Successful local business people often like to put something back into the town, city or region in which they have become – or still are – successful entrepreneurs. Some get involved in charity work or others just want to play golf and network – all might have been getting very slim returns on their investments over the last few years, particularly if they have been trying to play it safe.
Some may have lost money in the crash of 2008/9 and since then may have thought (as I did) that if the wealth managers, stockbrokers etc. in the City of London or other financial centres can make such a mess of investing on my behalf then I might as well have some fun investing in a local business or start-up myself; and in the process help the local economy build back to pre-recessionary times and generate some employment at the same time.

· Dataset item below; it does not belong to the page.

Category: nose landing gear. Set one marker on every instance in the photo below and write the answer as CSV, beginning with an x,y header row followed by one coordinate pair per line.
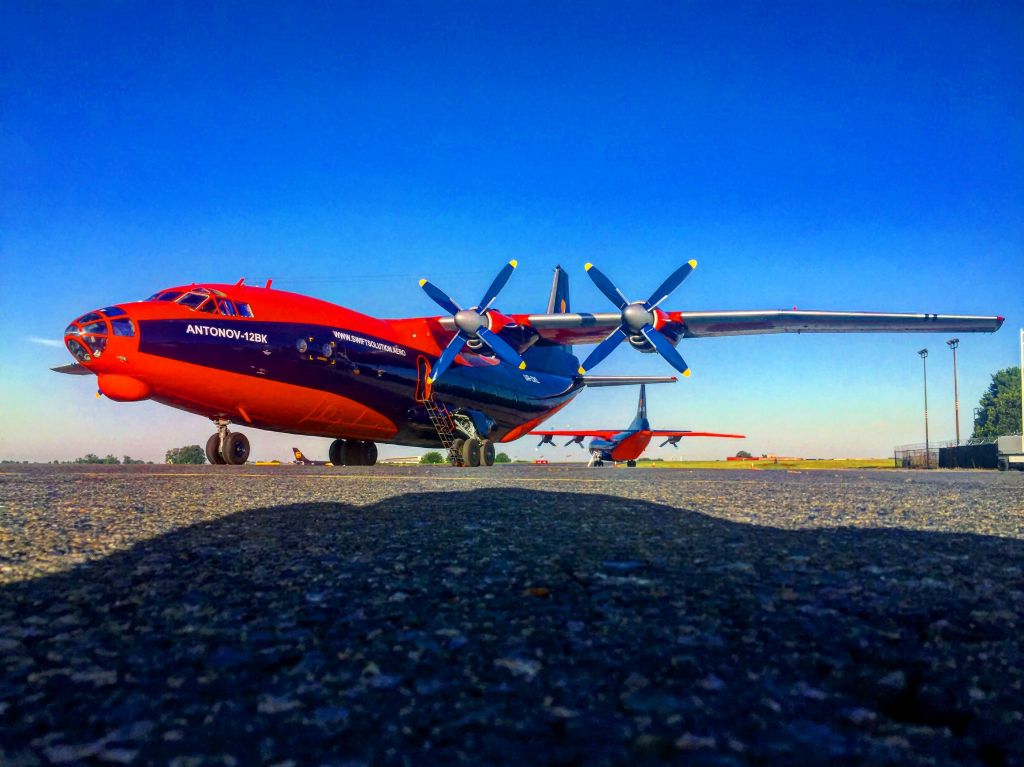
x,y
352,453
226,446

Young businesses and start-ups can often afford to be flexible in the market place and out-manoeuvre established concerns – they can innovate, utilising all of the new marketing tools available and build sustainable, scalable and profitable enterprises into the future.
I consider myself lucky to have been a successful businessman and investor in Sussex, with the vibrant and forward thinking City of Brighton and Hove at its heart. The energy, ideas, innovation and creativity of its entrepreneurial citizens shines through, so putting something back into that community is indeed a smart business move. I always look out for the next wave of business talent – who knows, I might just end up backing the next Anita Roddick!

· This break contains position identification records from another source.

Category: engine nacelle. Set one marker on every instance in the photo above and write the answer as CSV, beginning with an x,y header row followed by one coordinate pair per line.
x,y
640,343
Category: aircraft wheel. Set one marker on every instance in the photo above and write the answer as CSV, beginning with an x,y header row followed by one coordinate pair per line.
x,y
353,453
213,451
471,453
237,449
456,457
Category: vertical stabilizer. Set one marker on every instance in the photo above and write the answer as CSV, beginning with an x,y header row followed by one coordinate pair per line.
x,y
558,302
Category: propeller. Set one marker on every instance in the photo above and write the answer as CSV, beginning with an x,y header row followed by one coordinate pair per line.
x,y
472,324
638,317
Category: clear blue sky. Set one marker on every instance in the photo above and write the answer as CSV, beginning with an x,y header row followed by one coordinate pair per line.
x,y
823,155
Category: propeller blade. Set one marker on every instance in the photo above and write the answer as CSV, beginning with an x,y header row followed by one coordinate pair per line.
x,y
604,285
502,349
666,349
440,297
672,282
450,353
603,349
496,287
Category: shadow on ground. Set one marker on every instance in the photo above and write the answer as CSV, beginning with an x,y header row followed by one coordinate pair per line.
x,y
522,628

But, don’t just take my word for it – many leading business people have commented on the benefit of investing locally, wherever local might be.

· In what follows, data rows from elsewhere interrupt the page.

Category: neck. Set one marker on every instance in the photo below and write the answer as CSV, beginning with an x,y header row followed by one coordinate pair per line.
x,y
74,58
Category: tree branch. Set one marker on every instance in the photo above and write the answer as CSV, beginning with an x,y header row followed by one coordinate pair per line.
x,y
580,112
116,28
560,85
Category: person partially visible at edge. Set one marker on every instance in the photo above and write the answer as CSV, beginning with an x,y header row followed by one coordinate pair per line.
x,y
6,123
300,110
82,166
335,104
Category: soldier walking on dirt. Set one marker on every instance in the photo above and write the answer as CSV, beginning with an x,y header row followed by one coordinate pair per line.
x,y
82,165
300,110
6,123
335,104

Celebrity tycoon Doug Richard is launching a new course in Sheffield for aspiring entrepreneurs across the North to turn their creative talents into a business. He says: “The truth is, supporting start-ups is the best investment local leaders can make to increase prosperity in a given region. New business owners make investments in everything from new workspaces to new employees in their first couple of years.”
Firm Age, Investment Opportunities, and Job Creation (a paper by Manuel Adelino, Song Ma, and David T. Robinson) asks whether start-ups react more to changing investment opportunities than more mature firms do. We use the fact that a region’s pre-existing industrial structure creates exogenous variation in the severity of its exposure to nationwide manufacturing shocks to develop an instrument for changing investment opportunities, and examine employment creation in the non-tradable sector as a response to those opportunities. Start-ups are much more responsive to changing local economic conditions than older firms. Moreover, their responsiveness doubles in areas with better access to small business finance, suggesting that financing constraints are an important brake on job creation in the start-up sector. Although we focus mostly on the non-tradable sector for empirical identification, our results extend to other sectors of the economy, indicating that the mechanisms we uncover are economically pervasive. This suggests that factors like organisational flexibility and innovativeness may be important drivers of job creation among start-ups.
Lastly a quote by an inspiring business women Dame Anita Roddick, Human Rights Activist and Founder of The Body Shop: “You’ve got to be hungry – for ideas, to make things happen and to see your vision made into reality.” The very first Body Shop store opened on 26th March 1976 in Brighton, on the south coast of England. By 1978, a kiosk in Brussels became the first overseas franchise, and by 1982 new shops began opening at a rate of two per month.